Interpellé sur l’importance du Datacenter, Alex Corenthin dit tout son soulagement, mais déplore « le temps perdu et les milliards gaspillés pour le paiement de frais de transit indus à des opérateurs internationaux, sans parler des conséquences indirectes telles que le retard accusé par l’économie numérique, fortement tributaire des coûts et de la qualité des liaisons, alors que l’entrepreneuriat et l’innovation explosaient dans notre écosystème ».

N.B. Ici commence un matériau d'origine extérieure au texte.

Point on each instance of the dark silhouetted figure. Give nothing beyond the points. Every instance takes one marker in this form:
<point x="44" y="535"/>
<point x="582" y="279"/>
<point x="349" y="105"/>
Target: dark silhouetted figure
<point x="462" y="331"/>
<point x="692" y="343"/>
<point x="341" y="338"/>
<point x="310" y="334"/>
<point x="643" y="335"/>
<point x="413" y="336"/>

Franchir le cap de la souveraineté des données de l’État
Pour Cheikh Bakhoum, Directeur général de l’Agence de l’informatique de l’État (Adie), le Datacenter de type tiers 3, prévu dans le cadre du projet Large Bande, va jouer un rôle majeur au Sénégal dans la protection des données. « Elle va permettre de franchir le cap de la souveraineté des données de l’État. Ce Datacenter va pouvoir héberger l’ensemble des données de l’administration à moindre coût, mais aussi le secteur privé pourra bénéficier de cet espace. L’État est très soucieux de la protection des données des Sénégalais », a-t-il déclaré, à la veille de l’inauguration.
Selon M. Bakhoum, des milliards de données prennent naissance sur notre territoire national, circulent et s’échangent dans notre l’administration et les usagers du service public.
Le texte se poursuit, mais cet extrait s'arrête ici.